Desteği almak için kapılarında dolaştıklarını biliyoruz. Bizim söylediğimizi CHP de söylesin. Terörle aranıza mesafe koyun desin. Sayın Kılıçdaroğlu'nun YPG/PYD'nin attığı roketler Türkiye'ye geldiğinde söylediklerini anımsayalım. Bizim için tehdit midir diyor. PKK'ya bir şey demeyen HDP'ye bir şey desinler. Türkiye ağır bedeller ödedi. Sanki bütün bunlar olmamış gibi 'Ben burada terör örgütünün adını kullanmam' demek kabul edilemez. Geçen seçimde de Kandil aynı şeyleri yaptı, bir siyasal aktörmüş gibi. Artık içlerinde saklandıkları kinleri öyle bir noktaya gelmiş ki fırsat bu fırsat diyerek Sayın Kılıçdaroğlu'na destek verelim, Erdoğan'dan kurtulalım diyorlar. Kin ve nefret işin içine girince akıl ortadan kalkar. Meclis'te hep şunu söyledim. HDP'liler de kendilerince haklı. Bu kadar destek verdik, Ankara'yı İstanbul'u aldınız sonra bizi yok sayıyorsunuz. Bir gün bir HDP'li İYİ Parti sıralarına dönüp dedi ki 'Hem bizim oylarımızla seçilip orada oturacaksınız hem de bizi yok sayacaksınız.'
HDP'nin ısrarla PKK'ya YPG'ye terör örgütü dememesi, vatandaşımız tarafından bir infial ile karşılanıyor. Asıl bu işin bedelini ödeyen Kürt halkı değil mi? İnsanlar kendi çocuklarını koruyabilmek için olağanüstü çaba sarf etti. Oradan gitmek isteyenlere izin vermedi terör örgütü hatta canlı kalkan olarak kullanmaya kalktı.
"THE ECONOMIST'İN KAPAĞI"
Türk halkına ayar vermeye kalkıyorlar. Çok iyi hazırlanmış bir psikolojik harekat ürünü. Burada bir Türk Bayrağı var üzeri kırık, zarar verilmiş bir Türk Bayrağı. Demokrasiyi kurtarın, Erdoğan gitmeli yazıyor. Sen kimsin ya? Le Point de Erdoğan'ı Putin'e benzettiği bir kapak yapmış. Ortadoğu jeopolitiğini değiştirecek bir adam yazıyor.
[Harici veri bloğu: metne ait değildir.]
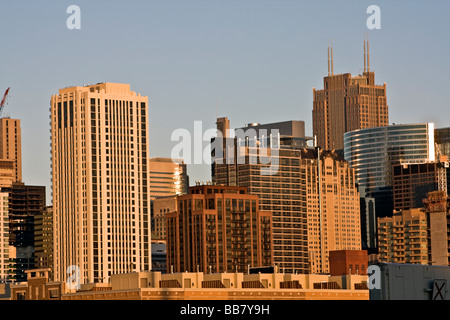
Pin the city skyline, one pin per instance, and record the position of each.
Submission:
(199, 59)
Batı menfaatlerini zedeleyecek olduğu için. Siz kimsiniz ya? Lexpress'te Cumhurbaşkanımızın görseli korkunç bir figür haline getirilmiş. Erdoğan kaos riskidir yazılmış. Psikolojik harekat derken boşuna söylemiyorum. Hala kafalarının arkasında bir hilal-haç savaşı var ve Erdoğan onlar için bir hilal. Özellikle vurguladıkları şeyi Ortadoğu jeopolitiğinin değiştirilmesi.
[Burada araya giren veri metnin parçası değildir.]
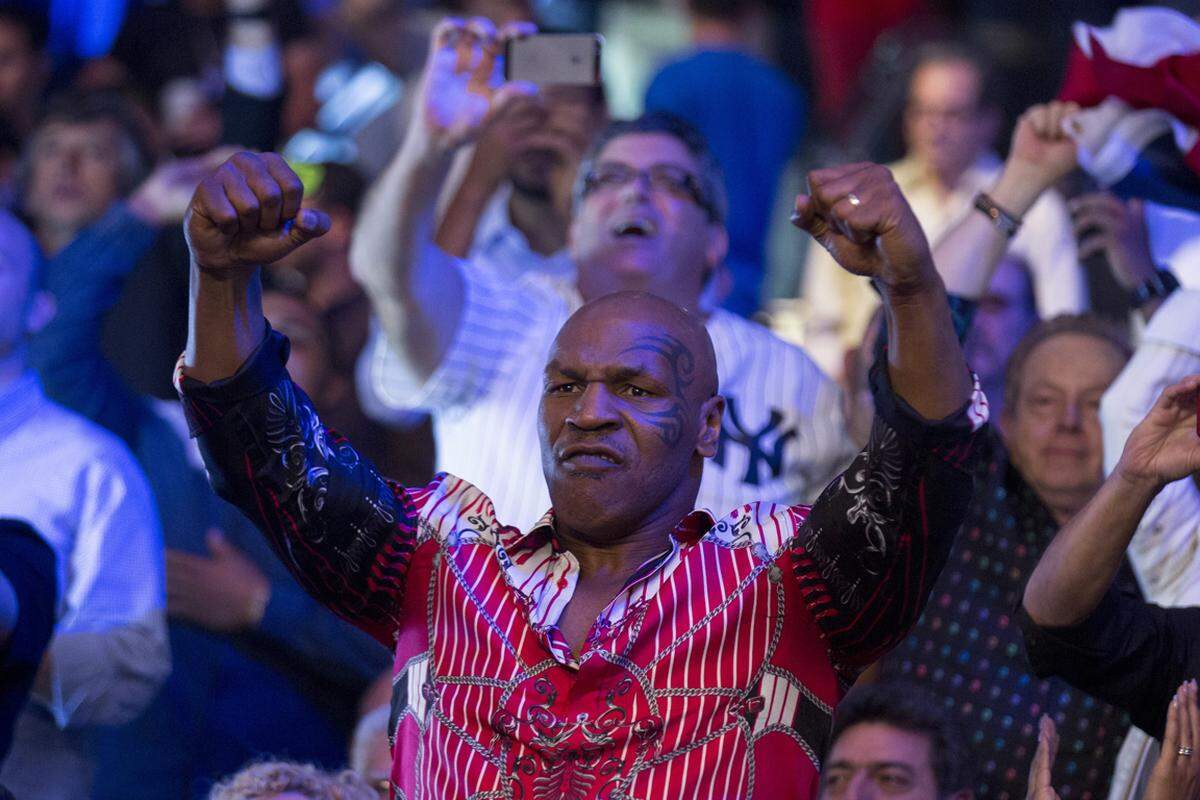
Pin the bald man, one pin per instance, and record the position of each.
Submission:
(625, 645)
Batılıların hazmedemediği şey şu: Türkiye Batı'ya göre hizalanmayı reddediyor. Bunların anlayamadıkları şey şu. Biz bir Batı düşmanlığı içinde değiliz. Biz Türkiye Yüzyılı'nda Türkiye eksenini inşa ediyoruz. Macron bile Rusya- Ukrayna savaşında 'her iki tarafla görüşebilen tek adam Erdoğan' demek zorunda kaldı. Rusya da Ukrayna da bizim komşumuz. Biz her ikisiyle de konuşabiliyoruz. Biz Batı öyle istiyor diye şöyle duramayız. Kırım olayında da tepkimizi çok net verdik. Ama biz Rusya'ya karşı bir savaşın parçası olmayız. Pratik olarak da sonuçlarını alıyoruz. Tahıl koridorunda sonuçlarını alıyoruz. Batı için Türkiye bir şark promlemidir, Rusya da bir şark problemidir. Ne demek medeni dünyanın yanında yer alacaksınız? Bizim için dünyada bütün medeniyetler eşittir. Aşağılık duygularla dile getirilmiş, kabul edilebilir bir ifade değildir. Biz Batı'nın baktığı at gözlüğü ile bakamayız. Böyle bir şeyi Türk siyasetçinin söylemiş olmasından rahatsızlık duyuyorum.